Overview of Data Loading¶
This topic provides an overview of the main options available to load data into Snowflake.
In this Topic:
Supported File Locations¶
Snowflake refers to the location of data files in cloud storage as a stage. The COPY INTO <table> command used for both bulk and continuous data loads (i.e. Snowpipe) supports cloud storage accounts managed by your business entity (i.e. external stages) as well as cloud storage contained in your Snowflake account (i.e. internal stages).
Loading data from any of the following cloud storage services is supported regardless of the cloud platform that hosts your Snowflake account:
Google Cloud Storage
You cannot access data held in archival cloud storage classes that requires restoration before it can be retrieved. These archival storage classes include, for example, the Amazon S3 Glacier Flexible Retrieval or Glacier Deep Archive storage class, or Microsoft Azure Archive Storage.
Upload (i.e. stage) files to your cloud storage account using the tools provided by the cloud storage service.
A named external stage is a database object created in a schema. This object stores the URL to files in cloud storage, the settings used to access the cloud storage account, and convenience settings such as the options that describe the format of staged files. Create stages using the CREATE STAGE command.

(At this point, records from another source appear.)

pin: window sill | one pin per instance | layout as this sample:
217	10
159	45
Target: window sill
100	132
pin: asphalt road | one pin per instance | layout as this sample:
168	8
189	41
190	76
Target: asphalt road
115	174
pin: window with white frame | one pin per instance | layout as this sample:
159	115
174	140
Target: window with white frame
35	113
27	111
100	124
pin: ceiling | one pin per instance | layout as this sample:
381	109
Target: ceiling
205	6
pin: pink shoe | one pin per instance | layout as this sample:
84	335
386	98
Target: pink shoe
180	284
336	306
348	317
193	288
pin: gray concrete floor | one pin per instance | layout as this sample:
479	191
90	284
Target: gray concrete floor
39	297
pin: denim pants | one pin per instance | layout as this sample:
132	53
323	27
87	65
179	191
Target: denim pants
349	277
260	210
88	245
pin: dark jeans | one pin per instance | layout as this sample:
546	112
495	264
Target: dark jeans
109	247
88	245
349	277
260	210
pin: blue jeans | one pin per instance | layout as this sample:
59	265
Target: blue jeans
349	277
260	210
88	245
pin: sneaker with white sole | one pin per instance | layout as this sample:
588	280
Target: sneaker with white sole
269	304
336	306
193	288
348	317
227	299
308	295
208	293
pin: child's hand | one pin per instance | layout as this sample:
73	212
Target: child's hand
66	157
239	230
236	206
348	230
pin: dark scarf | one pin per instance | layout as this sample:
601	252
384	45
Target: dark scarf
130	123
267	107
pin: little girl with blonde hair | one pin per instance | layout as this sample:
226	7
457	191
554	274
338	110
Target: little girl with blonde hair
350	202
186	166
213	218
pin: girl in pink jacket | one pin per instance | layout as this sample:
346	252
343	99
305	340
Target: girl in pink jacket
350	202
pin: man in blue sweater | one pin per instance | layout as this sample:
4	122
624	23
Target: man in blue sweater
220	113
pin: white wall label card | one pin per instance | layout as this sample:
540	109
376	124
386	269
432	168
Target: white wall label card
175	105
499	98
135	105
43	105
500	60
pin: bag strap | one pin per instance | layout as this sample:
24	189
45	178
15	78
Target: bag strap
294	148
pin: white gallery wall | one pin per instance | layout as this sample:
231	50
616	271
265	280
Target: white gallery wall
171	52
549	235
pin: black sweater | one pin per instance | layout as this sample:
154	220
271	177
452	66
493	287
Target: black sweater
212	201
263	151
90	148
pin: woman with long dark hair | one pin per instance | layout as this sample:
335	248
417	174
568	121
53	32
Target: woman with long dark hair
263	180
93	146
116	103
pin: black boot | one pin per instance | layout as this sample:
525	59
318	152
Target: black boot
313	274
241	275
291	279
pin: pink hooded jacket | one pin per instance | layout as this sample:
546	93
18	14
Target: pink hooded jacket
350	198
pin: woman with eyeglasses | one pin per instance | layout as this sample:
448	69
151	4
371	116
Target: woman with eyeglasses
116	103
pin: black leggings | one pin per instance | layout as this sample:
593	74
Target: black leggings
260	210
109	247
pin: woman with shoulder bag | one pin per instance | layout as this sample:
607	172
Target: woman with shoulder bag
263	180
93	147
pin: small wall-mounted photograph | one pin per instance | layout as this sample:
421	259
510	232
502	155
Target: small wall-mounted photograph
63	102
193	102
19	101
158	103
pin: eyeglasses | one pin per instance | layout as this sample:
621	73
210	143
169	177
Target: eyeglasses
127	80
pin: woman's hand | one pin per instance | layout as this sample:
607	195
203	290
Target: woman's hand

Some data transfer billing charges may apply when loading data from files in a cloud storage service in a different region or cloud platform from your Snowflake account. For more information, see Understanding Data Transfer Billing.
Snowflake maintains the following stage types in your account:
A user stage is allocated to each user for storing files. This stage type is designed to store files that are staged and managed by a single user but can be loaded into multiple tables. User stages cannot be altered or dropped.
A table stage is available for each table created in Snowflake. This stage type is designed to store files that are staged and managed by one or more users but only loaded into a single table. Table stages cannot be altered or dropped.
Note that a table stage is not a separate database object; rather, it is an implicit stage tied to the table itself. A table stage has no grantable privileges of its own. To stage files to a table stage, list the files, query them on the stage, or drop them, you must be the table owner (have the role with the OWNERSHIP privilege on the table).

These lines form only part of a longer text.